Of course, this was predominantly an issue in the east, the West was preoccupied with things like…well…plague and invasion and the Goths and no money and stuff like that. Things weren’t going great in the West, and so they were just happy to be alive but also to just accept that old formula that Jesus was both human and divine in the one person and they didn’t really care how. So when Cyril approached Pope Celestine, Celestine, who of course had an interest in correct theology, did not have serious theological allegiances either way, and so could be swayed by Cyril.

At the Council of Chalcedon in 451, a year after Nestorius had died, Nestorianism was declared heretical a second time. Nevertheless, some followers of Nestorianism moved east to the Persian Sasanian Empire, which is roughly modern Iran. There they assimilated with the Church of the East, which according to tradition was founded by the Apostle Thomas, but was probably more likely founded by these Nestorians who provided the theological scaffolding and ecclesiastical leadership to the local Christians. It’s sometimes referred to as the Nestorian Church and they revered Nestorius as a saint, and this tradition existed for a 1000 years despite Muslim invasion, but then had a number of their own schisms and evolved into or merged with a variety of other traditions.   

Some others thought that the formulation that the Chalcedonian Council came up with sounded too similar to Nestorianism and so rejected the Chalcedonian definition, such as the Armenian Church. But there’s a lot going on at the Council of Chalcedon and we’ll get into that later.

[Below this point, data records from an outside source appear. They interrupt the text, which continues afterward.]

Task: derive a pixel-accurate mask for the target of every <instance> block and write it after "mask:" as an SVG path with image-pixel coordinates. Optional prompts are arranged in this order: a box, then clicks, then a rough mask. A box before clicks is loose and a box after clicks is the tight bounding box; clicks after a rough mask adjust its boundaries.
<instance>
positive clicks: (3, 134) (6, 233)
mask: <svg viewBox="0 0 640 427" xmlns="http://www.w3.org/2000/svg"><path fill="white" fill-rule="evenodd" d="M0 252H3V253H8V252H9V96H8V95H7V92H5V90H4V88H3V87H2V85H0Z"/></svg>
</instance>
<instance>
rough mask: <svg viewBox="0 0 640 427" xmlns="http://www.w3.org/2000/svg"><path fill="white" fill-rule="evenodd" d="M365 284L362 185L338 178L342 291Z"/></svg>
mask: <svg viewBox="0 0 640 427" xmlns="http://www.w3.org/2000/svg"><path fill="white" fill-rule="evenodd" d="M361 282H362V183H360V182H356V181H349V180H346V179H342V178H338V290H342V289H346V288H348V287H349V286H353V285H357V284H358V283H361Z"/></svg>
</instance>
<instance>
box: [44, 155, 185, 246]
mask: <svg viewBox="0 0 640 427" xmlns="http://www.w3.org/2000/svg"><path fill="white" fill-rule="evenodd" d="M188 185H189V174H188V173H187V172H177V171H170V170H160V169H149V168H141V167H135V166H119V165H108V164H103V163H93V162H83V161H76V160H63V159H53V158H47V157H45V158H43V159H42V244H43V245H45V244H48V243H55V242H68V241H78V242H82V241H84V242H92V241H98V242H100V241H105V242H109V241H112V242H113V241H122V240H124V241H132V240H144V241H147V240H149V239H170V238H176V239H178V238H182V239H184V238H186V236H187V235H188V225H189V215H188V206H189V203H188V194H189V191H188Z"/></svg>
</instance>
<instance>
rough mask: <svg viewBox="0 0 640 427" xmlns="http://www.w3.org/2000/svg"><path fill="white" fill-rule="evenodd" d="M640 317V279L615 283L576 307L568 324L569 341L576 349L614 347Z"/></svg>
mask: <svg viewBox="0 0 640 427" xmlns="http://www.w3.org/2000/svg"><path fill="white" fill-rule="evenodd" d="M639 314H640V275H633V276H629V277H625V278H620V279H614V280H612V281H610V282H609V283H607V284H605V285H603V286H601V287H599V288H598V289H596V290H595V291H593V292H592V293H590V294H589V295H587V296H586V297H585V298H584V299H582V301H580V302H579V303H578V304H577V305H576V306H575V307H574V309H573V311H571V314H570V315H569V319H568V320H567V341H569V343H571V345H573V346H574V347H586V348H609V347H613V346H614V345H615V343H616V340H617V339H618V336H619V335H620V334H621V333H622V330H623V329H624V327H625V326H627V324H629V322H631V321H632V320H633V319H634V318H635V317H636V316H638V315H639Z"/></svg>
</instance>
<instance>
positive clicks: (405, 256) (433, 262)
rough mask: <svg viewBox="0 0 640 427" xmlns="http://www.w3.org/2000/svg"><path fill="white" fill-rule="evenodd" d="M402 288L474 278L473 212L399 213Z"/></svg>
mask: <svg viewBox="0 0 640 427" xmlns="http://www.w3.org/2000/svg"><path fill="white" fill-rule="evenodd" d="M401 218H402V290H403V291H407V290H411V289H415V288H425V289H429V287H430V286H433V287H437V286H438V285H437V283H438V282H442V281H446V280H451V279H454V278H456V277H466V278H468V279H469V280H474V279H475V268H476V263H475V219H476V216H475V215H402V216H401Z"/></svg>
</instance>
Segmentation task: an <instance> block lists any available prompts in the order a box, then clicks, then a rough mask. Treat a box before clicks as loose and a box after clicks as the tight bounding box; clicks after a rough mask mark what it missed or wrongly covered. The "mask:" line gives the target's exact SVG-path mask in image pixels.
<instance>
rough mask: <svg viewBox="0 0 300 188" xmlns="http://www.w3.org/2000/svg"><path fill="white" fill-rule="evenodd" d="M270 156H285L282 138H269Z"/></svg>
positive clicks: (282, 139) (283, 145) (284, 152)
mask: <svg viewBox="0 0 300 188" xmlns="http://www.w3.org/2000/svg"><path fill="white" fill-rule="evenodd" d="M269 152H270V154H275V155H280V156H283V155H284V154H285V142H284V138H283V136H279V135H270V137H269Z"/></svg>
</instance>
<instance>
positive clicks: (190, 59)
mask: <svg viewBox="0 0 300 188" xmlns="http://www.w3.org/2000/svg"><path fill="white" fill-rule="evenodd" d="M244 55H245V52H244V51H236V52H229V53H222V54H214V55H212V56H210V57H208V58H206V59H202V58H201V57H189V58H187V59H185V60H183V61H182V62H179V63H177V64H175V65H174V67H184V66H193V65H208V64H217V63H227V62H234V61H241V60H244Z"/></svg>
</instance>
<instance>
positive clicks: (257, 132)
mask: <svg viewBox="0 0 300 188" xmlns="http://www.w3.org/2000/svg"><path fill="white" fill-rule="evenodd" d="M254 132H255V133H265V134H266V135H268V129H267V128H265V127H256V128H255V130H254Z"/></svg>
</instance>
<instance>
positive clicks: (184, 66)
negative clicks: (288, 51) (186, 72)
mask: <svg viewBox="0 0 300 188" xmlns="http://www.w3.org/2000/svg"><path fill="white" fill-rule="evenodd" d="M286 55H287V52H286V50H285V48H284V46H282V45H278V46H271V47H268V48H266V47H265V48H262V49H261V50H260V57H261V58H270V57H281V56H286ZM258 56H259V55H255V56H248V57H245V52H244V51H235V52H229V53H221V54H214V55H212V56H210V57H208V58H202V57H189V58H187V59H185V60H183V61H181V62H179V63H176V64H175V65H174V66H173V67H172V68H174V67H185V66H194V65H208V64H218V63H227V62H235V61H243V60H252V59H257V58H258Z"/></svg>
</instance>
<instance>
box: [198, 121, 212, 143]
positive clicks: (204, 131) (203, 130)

All of these debates about the nature of Jesus might seem pedantic or even petty. Quibbles over semantics. But at the time, this was all ground breaking and of absolute importance, not for the sake of obscure theological doctrine, but in clarifying and determining the very identity of the church. And the mainstream orthodox views of Jesus that are still held by most Christians today find their origins in these debates. As with Arius, I think exiling Nestorius as a heretic is way too harsh, but this only demonstrates just how significant these issues really were at the time.

But another thing I find interesting is how these theological doctrines, either about Jesus or the Trinity, or the Holy Spirit, or any other doctrine, took literally centuries to develop. These are not ideas that were thought up over night, but took a long time to clarify. And I think we’re still clarifying things today. And we’ll still be clarifying things in another thousand years. Because that’s the nature of theology. If we’re able to distill God into a something manageable and human sized, if we can dissect God and separate him into different neat little categories, then he’s not really God. By virtue of God’s very infinite, eternal nature, our knowledge of God, and our knowledge of ourselves and of the world around us, of history itself, even of the bible, will continue to grow.

Nestorianism was one of the key early debates that lead to the orthodox understanding of Jesus, and we’re going to explore that a little bit more in the next episode.